Secondary Outcome Measures
- Trial recruitment [At enrollment]
Trial recruitment (proportion enrolled versus eligible, reason for not enrolling) will be described via qualitative report.
- Trial retention [Through study completion, on average 7 months]
Trial retention (proportion retained versus all enrolled, reason for not completing) will be described via qualitative report. Successful retention is defined as continued participation within the trial until T3.
- Protocol adherence [Through study completion, on average 7 months]
Protocol adherence (proportion adhered versus all enrolled, specifics for how protocol was not followed and why) will be described via qualitative report. Protocol adherence for the (P)REHAB arm is defined as completion of >=70% of all exercise activities (goal 4x weekly, 20-30min/session) as measured using the ExerciseRx app.
- Patient experience with use of ExerciseRx app, including app engagement ([P]REHAB arm only) (feasibility) [Through study completion, on average 7 months]
Qualitative experience will be assessed by Zoom interviews (usability interview) with a subset of volunteer participants from the (P)REHAB arm and app engagement will be assessed by an affinity analysis of the MAUQ
- Frailty [From enrollment (T1) to 3-4 months post enrollment (after NAC and before RC) (T2)]
Frailty will be assessed using the Cancer and Aging Resilience Geriatric Assessment.
- Frailty [From 3-4 months post enrollment (after NAC and before RC) (T2) to 6-7 months post enrollment (90 days post RC) (T3)]

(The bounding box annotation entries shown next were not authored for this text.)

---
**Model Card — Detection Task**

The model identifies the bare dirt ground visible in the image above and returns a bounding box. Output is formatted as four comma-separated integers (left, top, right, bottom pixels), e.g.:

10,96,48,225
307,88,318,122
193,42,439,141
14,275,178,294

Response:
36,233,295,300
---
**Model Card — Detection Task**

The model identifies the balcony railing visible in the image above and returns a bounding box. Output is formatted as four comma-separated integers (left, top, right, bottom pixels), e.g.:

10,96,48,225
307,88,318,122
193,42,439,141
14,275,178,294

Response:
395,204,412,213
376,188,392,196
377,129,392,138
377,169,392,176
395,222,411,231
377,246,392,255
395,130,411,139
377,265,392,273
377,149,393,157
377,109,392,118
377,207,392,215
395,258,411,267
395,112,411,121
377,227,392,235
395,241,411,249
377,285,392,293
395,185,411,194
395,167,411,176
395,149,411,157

Frailty will be assessed using the Cancer and Aging Resilience Geriatric Assessment.
- Frailty [From enrollment (T1) to 6-7 months post enrollment (90 days post RC) (T3)]

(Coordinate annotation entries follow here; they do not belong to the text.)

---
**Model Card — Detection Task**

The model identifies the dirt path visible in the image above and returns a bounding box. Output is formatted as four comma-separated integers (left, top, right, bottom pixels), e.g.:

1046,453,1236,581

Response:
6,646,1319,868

Frailty will be assessed using the Cancer and Aging Resilience Geriatric Assessment.
- Body composition - fat free mass [From enrollment (T1) to 3-4 months post enrollment (after NAC and before RC) (T2)]
Body composition will be measured using a validated, supervised machine learning body composition segmentation algorithm evaluating the skeletal muscle index and fat mass index of deidentified computed tomography scans.
- Body composition - fat free mass [From 3-4 months post enrollment (after NAC and before RC) (T2) to 6-7 months post enrollment (90 days post RC) (T3)]
Body composition will be measured using a validated, supervised machine learning body composition segmentation algorithm evaluating the skeletal muscle index and fat mass index of deidentified computed tomography scans.
- Body composition - fat free mass [From enrollment (T1) to 6-7 months post enrollment (90 days post RC) (T3)]
Body composition will be measured using a validated, supervised machine learning body composition segmentation algorithm evaluating the skeletal muscle index and fat mass index of deidentified computed tomography scans.
- Body composition - fat mass [From enrollment (T1) to 3-4 months post enrollment (after NAC and before RC) (T2)]
Body composition will be measured using a validated, supervised machine learning body composition segmentation algorithm evaluating fat mass index of deidentified computed tomography scans.
- Body composition - fat mass [From 3-4 months post enrollment (after NAC and before RC) (T2) to 6-7 months post enrollment (90 days post RC) (T3)]
Body composition will be measured using a validated, supervised machine learning body composition segmentation algorithm evaluating fat mass index of deidentified computed tomography scans.
- Body composition - fat mass [From enrollment (T1) to 6-7 months post enrollment (90 days post RC) (T3)]
Body composition will be measured using a validated, supervised machine learning body composition segmentation algorithm evaluating fat mass index of deidentified computed tomography scans.
- Patient-reported health-related quality of life [At enrollment, 3-4 months from enrollment (after NAC and before RC), 6-7 months from enrollment (90 days post RC)]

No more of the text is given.